Cultura

Em seus 63 anos de vida, o maranhense Reginaldo Fortuna nunca deixou de ser turrão e de tentar impor seus pontos de vista em tudo o que fazia

"Estou convencido de que a charge num jornal tem o mesmo peso que um editorial; ela não pode cair na vala comum da ilustração. Quem desenha na página nobre trabalha fundamentalmente com opinião, de uma maneira muito particular: a charge é mais direta que o texto. Nela, as acrobacias de estilo, em que tudo que é dito numa frase comporia um 'mas, porém, contudo, todavia' no parágrafo não tem lugar."

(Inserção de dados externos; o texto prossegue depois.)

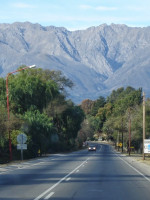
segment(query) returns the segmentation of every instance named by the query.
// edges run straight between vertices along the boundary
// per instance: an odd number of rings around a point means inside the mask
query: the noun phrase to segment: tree
[[[40,149],[41,154],[50,149],[51,136],[56,134],[52,120],[38,110],[27,111],[23,117],[28,126],[27,135],[30,136],[29,152],[36,156]]]

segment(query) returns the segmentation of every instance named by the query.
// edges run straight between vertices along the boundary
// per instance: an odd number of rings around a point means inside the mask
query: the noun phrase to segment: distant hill
[[[0,75],[22,64],[61,70],[75,84],[69,93],[76,103],[122,86],[150,94],[150,27],[103,24],[71,32],[29,22],[0,24]]]

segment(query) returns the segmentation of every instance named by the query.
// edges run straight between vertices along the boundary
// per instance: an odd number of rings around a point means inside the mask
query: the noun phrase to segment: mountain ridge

Estas palavras de Fortuna, falecido no último dia 5 de setembro em São Paulo, vítima de um fulminante ataque cardíaco, resumem o fundamental de sua atividade como chargista, artista gráfico, cronista e editor ao longo de 45 anos de atividade na imprensa. Em seus 63 anos de vida, o maranhense Reginaldo Fortuna nunca deixou de ser turrão e de tentar impor seus pontos de vista em tudo o que fazia. A face mais visível dessa personalidade única era o seu traço inconfundível, feito de linhas aparentemente aleatórias que escondiam por trás os desígnios de um perfeccionista.

"Eu me identifico com os modernistas, nas sua busca pelo apuro formal e na fuga do fígurativismo fácil", insistia ele.

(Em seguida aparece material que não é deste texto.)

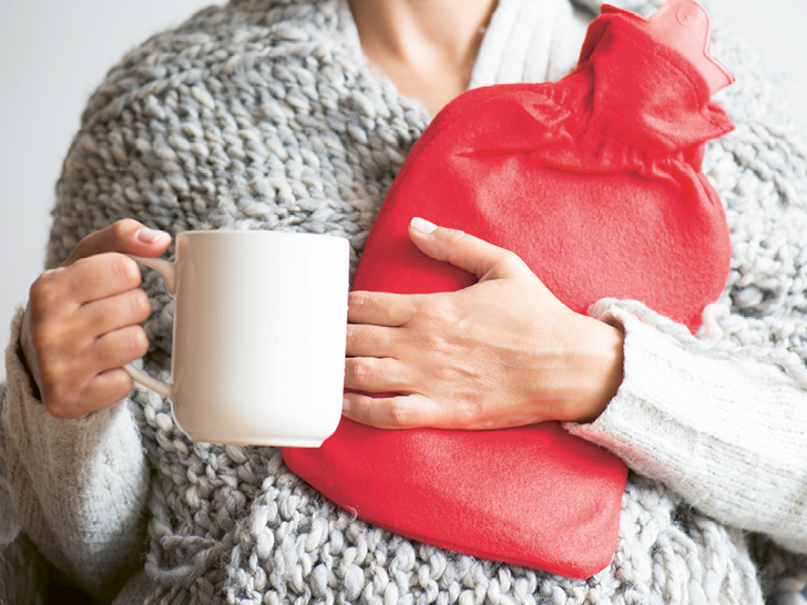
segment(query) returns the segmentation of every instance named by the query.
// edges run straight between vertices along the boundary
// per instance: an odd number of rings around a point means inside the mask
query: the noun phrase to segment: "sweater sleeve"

O desenho de Fortuna foi também fortemente influenciado pela geração de cartunistas europeus surgidos na esteira do pós-guerra, como Saul Steinberg, Sempé, Bosc, André François, dentre outros. O rompimento com a caricatura clássica, quase acadêmica e a aproximação do desenho de humor com as artes plásticas desta geração seduziu Millôr Fernandes, Ziraldo, Jaguar, Claudius, Borjalo e evidentemente Fortuna, os grandes responsáveis pela revolução ocorrida no humor gráfico brasileiro a partir dos anos 50.

Fortuna fez quase tudo. Queria ser escritor, apesar das pressões da mãe para que seguisse carreira no Banco do Brasil. Publicou trabalhos nas principais revistas e jornais brasileiros a partir do final dos anos 40, participou da mais ousada publicação que se tem noticia no Brasil, a lendária Senhor da primeira fase, foi chargista do Correio da Manhã, de 65 a 69, fundou o Pasquim, foi editor de arte da Enciclopédia Barsa, de Veja, diretor de redação de Cláudia, lançou o primeiro gibi brasileiro moderno, o Bicho, criou com Tarso de Castro o Folhetim, na Folha de S.Paulo, onde também foi chargista.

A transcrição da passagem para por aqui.